I bought a .36 for squirrel hunting, but went back to shot. A head shot at twentyfive yards should be easy but I had more then one miss or blew out shoulders or just couldn’t get a good shot.I don't think I could force myself to shoot a squirrel with a shotgun, even a muzzleloader. When I was growing up, .22 shorts were $.25 a box of 50, long rifles were $.35 a box, and shotgun shells were about a nickel apiece. If I had "wasted" a shotgun shell on a squirrel, both my dad and my grandpa would have lit into me! Squirrels were to be shot with a .22, in the head, or left in the trees...period! The same was true for cottontails, although one taken on the run with a shotgun while pheasant hunting was tolerated it was not encouraged. Although I didn't realize it at the time, I guess we were kinda poor. I do remember times when meat on the table was something we'd shot, but I just thought that's the way it was. Fish and game were a large part of our diet, which just seemed normal to me. Once Dad bought our 80 acre "farm" where we could raise cattle, chickens, and hogs, wild game became more of a treat than a staple, but the hunting "rules" never changed.

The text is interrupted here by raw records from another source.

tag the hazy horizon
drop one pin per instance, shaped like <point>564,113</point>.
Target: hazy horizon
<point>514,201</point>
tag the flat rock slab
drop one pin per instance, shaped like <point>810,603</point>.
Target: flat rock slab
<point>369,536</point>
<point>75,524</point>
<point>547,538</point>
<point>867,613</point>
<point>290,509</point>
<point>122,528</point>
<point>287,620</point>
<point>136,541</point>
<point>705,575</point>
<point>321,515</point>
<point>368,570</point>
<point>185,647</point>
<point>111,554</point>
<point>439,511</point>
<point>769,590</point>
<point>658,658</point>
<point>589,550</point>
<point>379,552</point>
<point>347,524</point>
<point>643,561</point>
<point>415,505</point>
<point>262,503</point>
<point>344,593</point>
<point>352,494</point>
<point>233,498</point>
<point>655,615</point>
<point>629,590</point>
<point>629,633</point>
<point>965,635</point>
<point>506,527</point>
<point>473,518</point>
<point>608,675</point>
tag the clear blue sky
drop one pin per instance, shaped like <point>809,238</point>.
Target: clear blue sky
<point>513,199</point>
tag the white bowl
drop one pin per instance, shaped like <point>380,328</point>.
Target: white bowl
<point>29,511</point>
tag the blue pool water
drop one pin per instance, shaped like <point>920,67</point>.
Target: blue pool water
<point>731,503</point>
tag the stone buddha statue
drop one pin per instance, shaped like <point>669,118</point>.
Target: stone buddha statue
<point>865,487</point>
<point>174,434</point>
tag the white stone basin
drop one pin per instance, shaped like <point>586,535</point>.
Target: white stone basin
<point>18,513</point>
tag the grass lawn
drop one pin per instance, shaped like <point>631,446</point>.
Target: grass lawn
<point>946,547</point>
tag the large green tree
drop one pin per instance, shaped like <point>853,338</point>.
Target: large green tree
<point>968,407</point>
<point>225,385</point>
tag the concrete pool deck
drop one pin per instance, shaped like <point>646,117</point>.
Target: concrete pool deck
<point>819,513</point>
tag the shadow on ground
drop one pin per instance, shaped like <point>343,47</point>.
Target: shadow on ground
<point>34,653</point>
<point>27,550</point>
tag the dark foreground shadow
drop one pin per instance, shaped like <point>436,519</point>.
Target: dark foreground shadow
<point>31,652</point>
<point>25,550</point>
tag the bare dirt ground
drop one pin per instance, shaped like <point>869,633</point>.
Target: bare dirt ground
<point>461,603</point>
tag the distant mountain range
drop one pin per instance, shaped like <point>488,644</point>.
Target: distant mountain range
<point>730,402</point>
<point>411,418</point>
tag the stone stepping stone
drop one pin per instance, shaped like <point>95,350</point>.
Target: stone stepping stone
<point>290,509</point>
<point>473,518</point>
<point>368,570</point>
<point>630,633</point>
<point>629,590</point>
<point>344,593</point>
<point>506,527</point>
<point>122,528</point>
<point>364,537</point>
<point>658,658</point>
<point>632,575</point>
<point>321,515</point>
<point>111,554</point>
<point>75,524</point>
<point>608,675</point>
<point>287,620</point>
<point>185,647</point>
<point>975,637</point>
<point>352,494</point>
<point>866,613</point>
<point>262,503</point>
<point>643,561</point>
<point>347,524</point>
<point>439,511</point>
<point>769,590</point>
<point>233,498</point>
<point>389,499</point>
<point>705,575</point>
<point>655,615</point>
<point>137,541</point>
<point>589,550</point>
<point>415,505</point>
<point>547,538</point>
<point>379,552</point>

Anyway, it's really hard to undo what you grew up with. Sorry if I hijacked the thread. I always liked #5 shot in my 16 gauge for pheasants and the occasional rabbit, BTW.
Howsomever that brings up a good point. We see lots of shot sold on the frontier. They were shooting this in the old days on the frontier.
At an ounce of shot you get sixteen shot for a pound of lead, and your using a rifles worth of powder. Your payoff is one meal, or less. For the same amount of powder and less lead you get a deer yielding lots more meals.
That’s not going to effect us today, but when you might be several months or a year between resupply one would think this counted a lot.
Yet lots of shot went on to the frontier.